Palazzo Selam – tradotto: “Palazzo della Pace” – è un edificio di vetro di 9 piani alla periferia di Roma Sud, dal 2006 “casa” di molti rifugiati politici, oggi più di mille.
Sudanesi, etiopi, eritrei, somali, per lo più: questo palazzone fatiscente dal “prestigioso” passato (era l’ex facoltà di lettere di Tor Vergata), ribattezzato “citta invisibile” (l’omaggio a Calvino è involontario) è il simbolo di un’Africa dimenticata. Che fuori dal Raccordo Anulare sopravvive in una condizione di precarietà assoluta, con servizi igienici non idonei e ambienti pericolanti e del tutto insufficienti a ospitare quanti continuano ad approdarvi a caccia di un tetto di fortuna.
Con l’estate, va da sé, la situazione poi si complica ancor di più per l’arsura, diventando insostenibile. Tanto che a giugno scorso l’Associazione Cittadini del Mondo – organizzazione di volontariato indipendente e senza fini di lucro che da anni opera all’interno di Palazzo Selam – ha presentato un Report dettagliato sulle condizioni di vita e di salute di chi vi abita, ripreso – per dovere di cronaca – anche dalla stampa nazionale.
Cinquantadue pagine fitte di dati, scortate da immagini eloquenti e storie emblematiche che parlano di percorsi di integrazione molto difficili e faticosi, denunciando la scarsa – quando non scarsissima – possibilità di accedere ai servizi pubblici. Fatto ancor più grave se si considera che quasi tutti gli abitanti di Selam sono titolari di un tipo di protezione internazionale e il 73% vive nel Belpaese da più di 5 anni.
L’assenza di un lavoro stabile, o semplicemente di un lavoro (il 60% degli abitanti risulta disoccupato) non fa che spostare sempre più in là la possibilità di trovare uno spazio più salutare dove vivere. E Palazzo Selam, da scomoda “anticamera” per l’integrazione nell’urbe o semplicemente punto di passaggio verso un altrove migliore, diventa per molti un vero e proprio “ghetto” permanente. Anche perché chi prova a “darsi da fare” incappa subito nel primo ostacolo, che ha del paradossale: il Centro Impiego Territoriale, proprio nei pressi di Selam, non è dotato neppure di un servizio funzionale di mediazione linguistica.

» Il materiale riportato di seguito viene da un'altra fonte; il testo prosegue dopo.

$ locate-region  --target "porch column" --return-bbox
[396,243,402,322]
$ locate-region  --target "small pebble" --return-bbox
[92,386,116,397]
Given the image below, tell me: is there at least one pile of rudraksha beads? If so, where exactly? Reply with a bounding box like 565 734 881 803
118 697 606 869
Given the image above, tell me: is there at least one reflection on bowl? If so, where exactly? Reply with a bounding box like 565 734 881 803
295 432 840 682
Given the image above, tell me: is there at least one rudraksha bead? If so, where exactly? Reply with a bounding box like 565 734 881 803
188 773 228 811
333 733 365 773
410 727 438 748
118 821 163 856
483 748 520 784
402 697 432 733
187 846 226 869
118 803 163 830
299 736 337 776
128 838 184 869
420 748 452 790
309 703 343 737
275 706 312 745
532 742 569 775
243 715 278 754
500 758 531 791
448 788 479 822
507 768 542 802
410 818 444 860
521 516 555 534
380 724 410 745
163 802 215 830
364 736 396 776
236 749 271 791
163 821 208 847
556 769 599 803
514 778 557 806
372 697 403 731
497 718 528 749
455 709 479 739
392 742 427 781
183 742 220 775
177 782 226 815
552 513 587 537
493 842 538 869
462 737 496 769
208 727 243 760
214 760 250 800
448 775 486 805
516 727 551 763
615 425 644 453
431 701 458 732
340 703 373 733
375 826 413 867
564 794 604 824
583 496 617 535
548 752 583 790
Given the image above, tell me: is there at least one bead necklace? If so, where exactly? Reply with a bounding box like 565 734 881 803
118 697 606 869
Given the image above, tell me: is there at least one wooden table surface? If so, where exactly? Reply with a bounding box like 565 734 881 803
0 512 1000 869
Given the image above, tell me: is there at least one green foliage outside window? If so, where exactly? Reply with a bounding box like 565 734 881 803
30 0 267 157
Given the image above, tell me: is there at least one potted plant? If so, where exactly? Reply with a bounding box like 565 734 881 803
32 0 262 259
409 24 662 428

Il soggiorno prolungato a Selam – ormai sull’orlo del collasso – espone i suoi abitanti al rischio di numerose malattie: “il numero di servizi igienici – si legge nel Report – non soddisfa gli standard di un campo profughi (attualmente vi è un wc o un bagno alla turca ogni 19 persone, e una doccia ogni 33)“. In più, si consiglia di non bere l’acqua per le pessime condizioni delle tubature, e la sua potenziale non potabilità (di fatto mai verificata) si somma alla malnutrizione legata alla povertà.
Ma presso questo “palazzo della vergogna” si portano avanti – grazie ai suoi volontari – uno sportello sociale e sanitario (ogni giovedì sera, dalle 19.00 alle 22.30), che ha anche registrato il tipo di patologie più frequenti: fra quanti si sono rivolti allo sportello, il 24% ha mostrato patologie dell’apparato digerente, il 18% malattie dell’apparato respiratorio, il 17% malattie della pelle e del tessuto sottocutaneo, il 14% malattie del sistema osteo-muscolare e del tessuto connettivo, l’11% disturbi psichiatrici, il 9% malattie infettive e parassitarie, il 7% complicazioni della gravidanza, del parto e del puerperio.
Quasi simbolo di una integrazione ridotta a vuoto slogan, Palazzo Selam si inscrive in una politica non solo nazionale, ma anche europea poco attenta a politiche di cooperazione nei confronti di chi è in fuga. Secondo il Rapporto “Il costo umano della fortezza Europa” pubblicato il mese scorso da Amnesty International, fra il 2007 e il 2013, l’UE, a fronte dei circa 2 miliardi di euro impiegati per la protezione di frontiere esterne, avrebbe speso appena 700 milioni di euro per migliorare la condizione di richiedenti asilo e rifugiati. E le “città invisibili” come Selam nell’indifferenza più totale delle istituzioni, sono – purtroppo – sotto gli occhi di tutti.